La lutte contre le racisme et l’antisémitisme dans le monde du travail (5 %), les discriminations de genre ou sexuelles (7 %) et, surtout, la reconnaissance de l’égalité salariale (14 %) restent des attentes de la jeunesse. Comment la CGT peut-elle les traduire dans ses combats de classe ?
Sophie Binet En étant intransigeante sur les lieux de travail et dans nos structures. La poussée électorale de l’extrême droite entraîne une recrudescence des actes racistes, islamophobes et antisémites. En mars, nous avons lancé, avec l’ensemble des confédérations syndicales, une campagne contre le racisme. À Lyon, un chauffeur de bus a reçu, à son domicile, des menaces de mort et des morceaux de saucisson.
Si la CGT n’était pas intervenue, il n’y aurait pas eu d’intervention de l’employeur. Sur le féminisme, la CGT doit être exemplaire en interne et prendre les décisions qui s’imposent en cas de comportement déplacé. Sur les enjeux de sexisme et de racisme, chez les jeunes générations, le seuil de tolérance s’est abaissé. C’est un véritable point d’appui. Et la CGT est attendue et doit être exemplaire.
Ophélie Texier-Pieri Le combat pour l’égalité salariale m’a poussée à m’engager à la CGT. EDF, pourtant un grand groupe public, n’est pas épargné. Je suis rentrée en 2016 et quelqu’un de mon âge, mais qui n’a pas le même sexe, est mieux payé. J’ai pourtant travaillé tout autant que mes collègues hommes. L’inégalité salariale touche beaucoup de cadres et c’est un biais de militantisme pour la CGT.
Adèle Tellez Les discriminations ne touchent pas seulement les travailleurs sans papiers, mais plus largement tous ceux qui n’ont pas la nationalité française. La CGT les accompagne depuis 2008 et rencontre des difficultés innommables pour obtenir des rendez-vous en préfecture.
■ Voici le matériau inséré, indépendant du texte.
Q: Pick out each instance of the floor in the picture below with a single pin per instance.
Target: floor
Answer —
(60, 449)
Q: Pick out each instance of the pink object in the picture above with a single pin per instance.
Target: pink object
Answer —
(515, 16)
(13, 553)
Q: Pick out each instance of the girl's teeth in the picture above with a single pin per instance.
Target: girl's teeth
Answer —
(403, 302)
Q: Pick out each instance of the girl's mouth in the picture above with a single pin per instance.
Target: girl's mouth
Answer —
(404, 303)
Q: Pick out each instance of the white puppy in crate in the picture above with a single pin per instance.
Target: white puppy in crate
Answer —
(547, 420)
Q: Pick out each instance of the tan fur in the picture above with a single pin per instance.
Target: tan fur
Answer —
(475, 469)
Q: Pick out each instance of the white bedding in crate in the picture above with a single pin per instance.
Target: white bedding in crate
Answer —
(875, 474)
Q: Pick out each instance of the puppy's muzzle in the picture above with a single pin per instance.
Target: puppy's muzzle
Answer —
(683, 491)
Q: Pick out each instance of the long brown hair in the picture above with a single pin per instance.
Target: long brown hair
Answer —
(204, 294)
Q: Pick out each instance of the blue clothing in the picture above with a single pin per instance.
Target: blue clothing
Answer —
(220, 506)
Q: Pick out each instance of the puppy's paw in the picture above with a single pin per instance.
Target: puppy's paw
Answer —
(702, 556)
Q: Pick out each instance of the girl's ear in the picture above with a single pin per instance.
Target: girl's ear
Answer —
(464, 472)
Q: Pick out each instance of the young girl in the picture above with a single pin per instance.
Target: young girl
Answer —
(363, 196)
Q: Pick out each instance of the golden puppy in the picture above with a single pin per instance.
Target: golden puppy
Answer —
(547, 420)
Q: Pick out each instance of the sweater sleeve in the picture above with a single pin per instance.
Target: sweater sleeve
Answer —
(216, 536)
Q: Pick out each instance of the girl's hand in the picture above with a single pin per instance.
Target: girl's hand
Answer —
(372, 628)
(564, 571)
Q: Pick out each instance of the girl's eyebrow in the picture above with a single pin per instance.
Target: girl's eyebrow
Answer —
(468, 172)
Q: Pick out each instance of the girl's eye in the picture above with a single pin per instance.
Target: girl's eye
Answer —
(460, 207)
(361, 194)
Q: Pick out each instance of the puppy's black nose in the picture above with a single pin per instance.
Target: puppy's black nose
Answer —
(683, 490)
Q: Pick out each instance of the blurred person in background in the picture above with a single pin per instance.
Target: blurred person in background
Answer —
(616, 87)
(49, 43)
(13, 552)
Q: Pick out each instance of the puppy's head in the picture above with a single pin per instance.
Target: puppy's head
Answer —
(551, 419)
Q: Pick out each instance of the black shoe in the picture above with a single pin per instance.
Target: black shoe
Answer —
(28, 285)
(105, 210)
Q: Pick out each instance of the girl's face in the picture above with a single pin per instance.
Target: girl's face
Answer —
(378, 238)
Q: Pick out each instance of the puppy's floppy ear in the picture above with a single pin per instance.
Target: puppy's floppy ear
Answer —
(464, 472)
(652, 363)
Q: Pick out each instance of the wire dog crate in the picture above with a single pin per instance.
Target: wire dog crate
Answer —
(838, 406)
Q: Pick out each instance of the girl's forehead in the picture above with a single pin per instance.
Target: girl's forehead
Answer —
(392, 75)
Or, sans renouvellement de titres de séjour, ils peuvent être licenciés. Il y a une volonté idéologique de l’État de reléguer les travailleurs étrangers dans les parties informelles ou illégales de l’économie.
Yoann Regis Des victoires syndicales sont possibles. À Enedis, nous avons obtenu la mise en place d’un congé hormonal, sur avis médical. Les femmes souffrant d’endométriose peuvent bénéficier d’un jour de congé en plus, tous les mois, en cas de règles douloureuses.